Top: empirical trajectories generated by naive (day 1) mice (left) and simulated trajectories generated by the uncontrolled model (right). Bottom: empirical trajectories generated by trained (day 4) mice (left) and simulated trajectories generated by the optimal control model (right). Initial positions, indicated by filled squares, and velocities, were matched between empirical and simulated trajectories. Trajectories simulated by the uncontrolled model are confined to tank boundaries.
We quantitatively compared the model-generated paths with the empirical values of several water maze performance measures. We considered trajectory duration (latency to platform), trajectory length, average velocity, and the mean distance to the platform during the trajectory (a learning measure sometimes referred to as the Gallagher Index ). We computed each of these these values at six time points (Fig 3): the first swimming path of each mouse (compared with the uncontrolled model, β = 0), the average for all the rest of the swimming paths on day 1, all swimming paths of day 2, all swimming paths of day 3, the swimming paths of day 4 except for the last one (compared with model swimming paths with the corresponding β for each day), and the average value for all the last swimming paths of each mouse (compared with the controlled model, β = ∞).
The first and last empirical data points represent the trials used for training the uncontrolled (blue) and optimal control (green) models. The four mid points (black) represent the four training days. The empirical points shown are for the E release location. Error bars indicate standard deviations. The shaded areas represent one standard deviation above and below the average computed from the simulated swimming paths. The red line in panels A, B and D correspond to the minimum achievable value for the corresponding parameter, computed using a straight swimming path from the release location to the platform, using the mean velocity over all trials from the corresponding release location.

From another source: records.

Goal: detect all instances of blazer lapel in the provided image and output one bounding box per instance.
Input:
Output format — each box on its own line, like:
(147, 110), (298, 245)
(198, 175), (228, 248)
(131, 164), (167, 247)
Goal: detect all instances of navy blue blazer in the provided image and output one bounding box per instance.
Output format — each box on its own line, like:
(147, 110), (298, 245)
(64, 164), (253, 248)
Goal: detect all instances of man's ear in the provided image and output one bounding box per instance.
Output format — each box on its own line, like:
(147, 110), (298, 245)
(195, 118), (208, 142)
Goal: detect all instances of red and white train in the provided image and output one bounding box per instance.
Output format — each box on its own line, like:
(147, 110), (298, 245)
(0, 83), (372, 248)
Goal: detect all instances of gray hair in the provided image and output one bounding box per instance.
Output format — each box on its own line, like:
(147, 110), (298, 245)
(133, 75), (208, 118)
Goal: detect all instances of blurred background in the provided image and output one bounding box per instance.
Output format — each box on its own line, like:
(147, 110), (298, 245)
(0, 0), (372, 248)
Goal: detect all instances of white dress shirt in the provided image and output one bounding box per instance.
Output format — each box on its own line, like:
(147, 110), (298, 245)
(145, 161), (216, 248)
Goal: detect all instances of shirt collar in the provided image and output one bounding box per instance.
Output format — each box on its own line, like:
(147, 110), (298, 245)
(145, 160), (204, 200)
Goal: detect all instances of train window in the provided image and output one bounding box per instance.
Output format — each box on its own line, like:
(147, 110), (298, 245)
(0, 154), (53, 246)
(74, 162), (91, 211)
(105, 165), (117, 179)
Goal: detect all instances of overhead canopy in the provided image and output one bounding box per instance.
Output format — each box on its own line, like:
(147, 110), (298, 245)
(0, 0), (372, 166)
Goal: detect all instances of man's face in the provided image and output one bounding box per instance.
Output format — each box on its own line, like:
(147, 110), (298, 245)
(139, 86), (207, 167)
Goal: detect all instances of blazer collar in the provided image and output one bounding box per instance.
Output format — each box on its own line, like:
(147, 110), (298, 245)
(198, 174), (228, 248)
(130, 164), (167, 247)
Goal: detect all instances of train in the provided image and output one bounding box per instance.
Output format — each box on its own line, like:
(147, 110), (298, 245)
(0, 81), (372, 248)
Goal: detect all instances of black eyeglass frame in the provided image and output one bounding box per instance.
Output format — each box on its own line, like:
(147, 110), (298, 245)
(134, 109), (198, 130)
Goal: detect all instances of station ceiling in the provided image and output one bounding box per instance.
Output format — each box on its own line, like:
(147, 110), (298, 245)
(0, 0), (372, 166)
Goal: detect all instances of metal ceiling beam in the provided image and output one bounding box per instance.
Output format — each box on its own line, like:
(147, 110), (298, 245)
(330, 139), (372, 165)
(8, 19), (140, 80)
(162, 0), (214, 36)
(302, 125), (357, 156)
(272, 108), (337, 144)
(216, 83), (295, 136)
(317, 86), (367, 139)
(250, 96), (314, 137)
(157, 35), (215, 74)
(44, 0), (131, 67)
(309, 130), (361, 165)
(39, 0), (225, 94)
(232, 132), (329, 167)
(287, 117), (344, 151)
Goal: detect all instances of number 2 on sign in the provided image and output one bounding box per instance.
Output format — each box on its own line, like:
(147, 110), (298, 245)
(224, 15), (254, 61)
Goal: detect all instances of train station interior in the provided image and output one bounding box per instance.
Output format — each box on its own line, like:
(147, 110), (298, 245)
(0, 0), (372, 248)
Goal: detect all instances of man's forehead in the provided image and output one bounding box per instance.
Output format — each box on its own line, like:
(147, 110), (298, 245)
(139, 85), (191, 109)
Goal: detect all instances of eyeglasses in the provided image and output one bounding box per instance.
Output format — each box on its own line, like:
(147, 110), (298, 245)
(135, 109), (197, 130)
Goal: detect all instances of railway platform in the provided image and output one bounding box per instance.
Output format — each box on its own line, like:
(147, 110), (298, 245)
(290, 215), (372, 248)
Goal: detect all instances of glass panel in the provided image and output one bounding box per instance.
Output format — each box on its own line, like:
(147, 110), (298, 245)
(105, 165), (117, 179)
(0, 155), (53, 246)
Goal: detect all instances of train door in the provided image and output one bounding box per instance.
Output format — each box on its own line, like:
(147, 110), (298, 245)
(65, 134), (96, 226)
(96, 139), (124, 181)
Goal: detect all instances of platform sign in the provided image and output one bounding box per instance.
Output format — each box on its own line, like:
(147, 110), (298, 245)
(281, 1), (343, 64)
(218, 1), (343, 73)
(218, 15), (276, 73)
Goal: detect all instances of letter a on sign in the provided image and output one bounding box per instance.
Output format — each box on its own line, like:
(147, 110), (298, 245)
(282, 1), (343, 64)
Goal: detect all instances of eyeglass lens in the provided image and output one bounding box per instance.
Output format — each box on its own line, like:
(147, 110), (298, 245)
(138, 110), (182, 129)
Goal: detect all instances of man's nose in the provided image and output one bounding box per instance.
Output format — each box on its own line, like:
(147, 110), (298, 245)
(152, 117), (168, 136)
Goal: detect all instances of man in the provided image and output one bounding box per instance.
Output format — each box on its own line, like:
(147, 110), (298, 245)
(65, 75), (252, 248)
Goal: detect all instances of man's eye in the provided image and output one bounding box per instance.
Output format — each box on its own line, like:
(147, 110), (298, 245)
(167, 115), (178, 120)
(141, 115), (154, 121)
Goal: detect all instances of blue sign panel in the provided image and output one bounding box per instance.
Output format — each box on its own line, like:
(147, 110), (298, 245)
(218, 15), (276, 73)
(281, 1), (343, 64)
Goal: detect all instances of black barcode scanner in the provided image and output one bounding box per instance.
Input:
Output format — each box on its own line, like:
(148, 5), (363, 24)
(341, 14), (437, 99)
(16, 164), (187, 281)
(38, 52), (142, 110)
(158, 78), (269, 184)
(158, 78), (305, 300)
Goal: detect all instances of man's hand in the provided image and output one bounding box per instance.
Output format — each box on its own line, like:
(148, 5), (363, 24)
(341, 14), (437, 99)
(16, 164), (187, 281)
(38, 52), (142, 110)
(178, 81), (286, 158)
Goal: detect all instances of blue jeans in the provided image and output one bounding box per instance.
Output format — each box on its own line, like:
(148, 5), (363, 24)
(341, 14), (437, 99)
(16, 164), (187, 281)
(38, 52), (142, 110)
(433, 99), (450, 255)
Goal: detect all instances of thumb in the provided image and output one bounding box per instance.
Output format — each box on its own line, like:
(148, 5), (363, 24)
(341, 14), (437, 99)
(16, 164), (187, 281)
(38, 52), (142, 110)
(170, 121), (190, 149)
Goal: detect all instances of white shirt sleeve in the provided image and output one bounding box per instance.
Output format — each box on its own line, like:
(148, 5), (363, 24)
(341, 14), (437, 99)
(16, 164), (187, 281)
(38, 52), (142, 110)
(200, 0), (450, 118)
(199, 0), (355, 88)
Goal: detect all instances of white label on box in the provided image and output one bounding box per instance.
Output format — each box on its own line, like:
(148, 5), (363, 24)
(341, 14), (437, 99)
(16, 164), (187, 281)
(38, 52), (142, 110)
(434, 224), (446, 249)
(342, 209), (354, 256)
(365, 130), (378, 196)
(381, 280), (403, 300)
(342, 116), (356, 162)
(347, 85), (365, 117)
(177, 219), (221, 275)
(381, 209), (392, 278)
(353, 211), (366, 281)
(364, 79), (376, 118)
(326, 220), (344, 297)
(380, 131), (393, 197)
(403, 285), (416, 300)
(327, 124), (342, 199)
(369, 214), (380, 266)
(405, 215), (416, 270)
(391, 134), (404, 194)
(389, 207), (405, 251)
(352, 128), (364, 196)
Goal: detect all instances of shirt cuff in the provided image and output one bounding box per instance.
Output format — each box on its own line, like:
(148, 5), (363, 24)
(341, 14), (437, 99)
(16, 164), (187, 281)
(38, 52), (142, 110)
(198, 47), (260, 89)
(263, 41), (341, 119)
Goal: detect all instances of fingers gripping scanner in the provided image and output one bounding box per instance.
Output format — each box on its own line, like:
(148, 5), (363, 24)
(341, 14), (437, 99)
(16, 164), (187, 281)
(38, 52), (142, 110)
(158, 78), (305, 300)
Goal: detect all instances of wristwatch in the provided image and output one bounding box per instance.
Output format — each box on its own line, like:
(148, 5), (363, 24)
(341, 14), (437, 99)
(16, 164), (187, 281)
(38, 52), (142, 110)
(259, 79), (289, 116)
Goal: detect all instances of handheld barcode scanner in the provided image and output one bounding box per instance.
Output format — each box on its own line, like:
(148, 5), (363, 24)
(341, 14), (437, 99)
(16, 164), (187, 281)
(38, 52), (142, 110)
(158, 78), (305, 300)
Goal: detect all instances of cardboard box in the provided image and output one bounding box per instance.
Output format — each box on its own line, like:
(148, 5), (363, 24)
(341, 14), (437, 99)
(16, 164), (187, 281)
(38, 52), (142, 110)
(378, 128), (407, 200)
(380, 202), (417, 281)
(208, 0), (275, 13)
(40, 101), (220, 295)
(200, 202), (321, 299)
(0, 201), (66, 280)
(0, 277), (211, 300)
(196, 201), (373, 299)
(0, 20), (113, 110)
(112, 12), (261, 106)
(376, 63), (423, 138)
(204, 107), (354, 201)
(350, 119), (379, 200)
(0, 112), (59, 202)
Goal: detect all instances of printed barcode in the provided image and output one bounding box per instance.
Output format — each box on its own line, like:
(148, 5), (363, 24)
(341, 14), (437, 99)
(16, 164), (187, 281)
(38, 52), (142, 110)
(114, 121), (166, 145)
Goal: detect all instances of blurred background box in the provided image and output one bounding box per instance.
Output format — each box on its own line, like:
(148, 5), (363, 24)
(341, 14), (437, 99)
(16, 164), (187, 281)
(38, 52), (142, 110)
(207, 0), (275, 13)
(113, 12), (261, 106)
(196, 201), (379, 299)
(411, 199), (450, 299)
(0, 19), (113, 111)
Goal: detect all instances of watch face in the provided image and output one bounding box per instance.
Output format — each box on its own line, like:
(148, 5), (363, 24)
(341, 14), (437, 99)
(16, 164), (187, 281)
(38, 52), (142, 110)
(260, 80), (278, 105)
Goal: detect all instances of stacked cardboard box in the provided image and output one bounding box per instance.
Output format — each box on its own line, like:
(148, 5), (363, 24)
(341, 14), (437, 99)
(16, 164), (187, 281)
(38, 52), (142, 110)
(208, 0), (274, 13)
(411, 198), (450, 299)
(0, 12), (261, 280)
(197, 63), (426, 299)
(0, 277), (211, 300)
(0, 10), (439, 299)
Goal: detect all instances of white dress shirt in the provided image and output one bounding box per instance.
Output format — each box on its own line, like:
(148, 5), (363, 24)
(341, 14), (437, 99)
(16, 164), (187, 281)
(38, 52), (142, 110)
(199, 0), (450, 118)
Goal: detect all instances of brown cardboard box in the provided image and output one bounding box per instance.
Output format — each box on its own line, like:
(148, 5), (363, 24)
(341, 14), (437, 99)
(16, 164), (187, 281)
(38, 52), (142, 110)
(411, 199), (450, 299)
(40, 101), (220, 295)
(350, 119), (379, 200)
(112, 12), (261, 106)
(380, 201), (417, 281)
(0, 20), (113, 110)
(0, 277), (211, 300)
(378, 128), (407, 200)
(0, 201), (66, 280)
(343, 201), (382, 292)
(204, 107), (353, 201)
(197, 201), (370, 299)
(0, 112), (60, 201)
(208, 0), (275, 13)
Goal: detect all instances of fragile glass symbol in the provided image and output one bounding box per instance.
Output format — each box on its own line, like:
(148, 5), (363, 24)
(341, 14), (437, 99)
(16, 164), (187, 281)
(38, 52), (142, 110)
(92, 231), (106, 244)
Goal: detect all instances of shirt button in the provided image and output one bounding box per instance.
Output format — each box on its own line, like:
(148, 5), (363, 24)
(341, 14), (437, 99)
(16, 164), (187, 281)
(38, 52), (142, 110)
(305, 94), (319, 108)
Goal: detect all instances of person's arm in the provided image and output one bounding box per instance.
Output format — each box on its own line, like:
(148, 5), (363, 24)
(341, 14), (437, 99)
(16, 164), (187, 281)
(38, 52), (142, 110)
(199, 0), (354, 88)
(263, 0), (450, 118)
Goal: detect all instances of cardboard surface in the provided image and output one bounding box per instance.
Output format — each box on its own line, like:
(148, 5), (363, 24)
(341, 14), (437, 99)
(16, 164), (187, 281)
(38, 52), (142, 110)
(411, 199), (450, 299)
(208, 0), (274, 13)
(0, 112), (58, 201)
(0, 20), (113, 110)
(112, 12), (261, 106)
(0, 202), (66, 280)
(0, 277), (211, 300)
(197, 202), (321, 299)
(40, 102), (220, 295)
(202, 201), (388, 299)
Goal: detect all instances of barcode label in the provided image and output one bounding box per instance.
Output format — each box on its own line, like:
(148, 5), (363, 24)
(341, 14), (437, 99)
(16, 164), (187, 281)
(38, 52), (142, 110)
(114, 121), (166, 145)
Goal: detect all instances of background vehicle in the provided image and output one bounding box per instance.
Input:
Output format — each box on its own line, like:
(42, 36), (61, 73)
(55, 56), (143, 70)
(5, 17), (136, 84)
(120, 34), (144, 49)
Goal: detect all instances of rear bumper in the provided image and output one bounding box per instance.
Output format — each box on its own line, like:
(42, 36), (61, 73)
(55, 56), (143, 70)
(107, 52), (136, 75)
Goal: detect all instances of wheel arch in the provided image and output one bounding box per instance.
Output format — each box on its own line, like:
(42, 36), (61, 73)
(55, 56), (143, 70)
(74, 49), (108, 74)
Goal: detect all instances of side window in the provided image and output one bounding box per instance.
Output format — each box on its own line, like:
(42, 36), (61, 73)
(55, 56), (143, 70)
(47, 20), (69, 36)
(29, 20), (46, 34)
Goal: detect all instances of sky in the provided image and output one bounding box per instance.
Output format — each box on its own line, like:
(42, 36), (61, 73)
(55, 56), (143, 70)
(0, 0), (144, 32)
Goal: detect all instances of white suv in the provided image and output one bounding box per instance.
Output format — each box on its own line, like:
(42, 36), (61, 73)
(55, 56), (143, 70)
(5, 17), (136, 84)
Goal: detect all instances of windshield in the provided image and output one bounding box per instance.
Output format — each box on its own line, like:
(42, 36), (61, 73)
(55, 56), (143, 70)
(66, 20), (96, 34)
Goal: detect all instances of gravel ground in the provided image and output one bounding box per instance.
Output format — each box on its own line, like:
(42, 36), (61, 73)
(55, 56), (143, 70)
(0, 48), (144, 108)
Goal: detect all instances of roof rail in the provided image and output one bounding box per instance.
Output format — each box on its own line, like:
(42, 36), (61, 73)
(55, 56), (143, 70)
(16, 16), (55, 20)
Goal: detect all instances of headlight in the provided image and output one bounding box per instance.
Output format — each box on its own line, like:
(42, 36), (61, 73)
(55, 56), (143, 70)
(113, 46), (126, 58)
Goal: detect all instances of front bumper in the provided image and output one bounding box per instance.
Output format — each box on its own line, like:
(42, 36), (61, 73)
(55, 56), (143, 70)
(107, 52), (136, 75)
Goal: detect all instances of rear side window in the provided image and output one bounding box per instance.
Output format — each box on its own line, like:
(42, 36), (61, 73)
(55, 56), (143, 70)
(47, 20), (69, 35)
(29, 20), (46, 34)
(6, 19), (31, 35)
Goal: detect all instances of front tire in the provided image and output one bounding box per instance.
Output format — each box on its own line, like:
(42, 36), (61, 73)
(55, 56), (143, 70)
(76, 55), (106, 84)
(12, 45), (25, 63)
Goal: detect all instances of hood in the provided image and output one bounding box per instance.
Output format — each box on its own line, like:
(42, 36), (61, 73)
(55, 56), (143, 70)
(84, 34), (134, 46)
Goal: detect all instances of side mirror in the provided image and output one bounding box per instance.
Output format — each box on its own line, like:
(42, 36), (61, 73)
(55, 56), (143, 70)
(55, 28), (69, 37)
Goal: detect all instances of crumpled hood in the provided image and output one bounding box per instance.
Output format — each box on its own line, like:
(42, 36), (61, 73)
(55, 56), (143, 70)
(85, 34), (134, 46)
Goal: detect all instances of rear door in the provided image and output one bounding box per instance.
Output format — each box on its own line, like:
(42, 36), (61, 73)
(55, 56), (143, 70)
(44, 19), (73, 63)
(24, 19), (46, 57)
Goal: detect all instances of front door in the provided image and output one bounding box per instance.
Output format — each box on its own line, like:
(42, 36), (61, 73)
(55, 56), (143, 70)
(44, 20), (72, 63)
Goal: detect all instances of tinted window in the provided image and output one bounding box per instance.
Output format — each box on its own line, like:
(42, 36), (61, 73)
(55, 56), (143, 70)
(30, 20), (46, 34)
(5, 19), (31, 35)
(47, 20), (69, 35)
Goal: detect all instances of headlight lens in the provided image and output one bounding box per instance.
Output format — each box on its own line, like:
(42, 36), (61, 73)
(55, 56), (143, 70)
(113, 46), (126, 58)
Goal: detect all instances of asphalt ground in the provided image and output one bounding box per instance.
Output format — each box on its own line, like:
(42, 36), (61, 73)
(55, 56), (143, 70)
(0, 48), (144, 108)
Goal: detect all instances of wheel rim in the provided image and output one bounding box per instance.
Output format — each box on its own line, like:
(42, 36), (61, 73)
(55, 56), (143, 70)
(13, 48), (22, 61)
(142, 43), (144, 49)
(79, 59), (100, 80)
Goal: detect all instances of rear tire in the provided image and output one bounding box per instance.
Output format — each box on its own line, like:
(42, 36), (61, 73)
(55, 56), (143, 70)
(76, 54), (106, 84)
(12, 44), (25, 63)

For the experimental data, all of these values decreased throughout training. For the model (as a function of β), path length, latency and mean distance to the platform also decreased monotonically. Thus, β behaves as a (single) learning parameter, representing the gradual transition from naive to trained navigation behavior. Quantitatively, the total distance to the platform (Fig 3a) was well estimated, presumably because the model was mostly fitted to distance data. The mean latency to the platform and the mean distance to the platform were also quite well estimated by the model. The mean velocity (Fig 3c) was less well estimated by the model, although the average measured values were still within one standard deviation of the average simulated values.
Change of control during learning.
We next wanted to see how the learned control changed as function of β. Fig 4 shows a single empirical trajectory of a mouse released at the S starting location on the first day of training. For every 5th sample point along the trajectory, the actual velocity vector is shown in black and model predicted velocity vectors, for 75 linearly spaced β values between 10−2 and 102, are shown with a color scale representing the magnitude of β. As expected, higher β values (shown as red and yellow arrows) resulted in predicted velocity vectors rotated towards the platform, compared to those predicted by lower β values (green and blue arrows). The velocity vector corresponding to the value of β that best fits the data are shown in the insets (dashed black arrows). The predicted velocity vectors represent expected values: the actual velocity vectors (solid black arrows) include the contribution of the noise, represented in the lower inset of Fig 4 by the gray circle. The actual velocity vectors were mostly consistent with those predicted by the model, although they tended to be closer to velocities corresponding to intermediate β values.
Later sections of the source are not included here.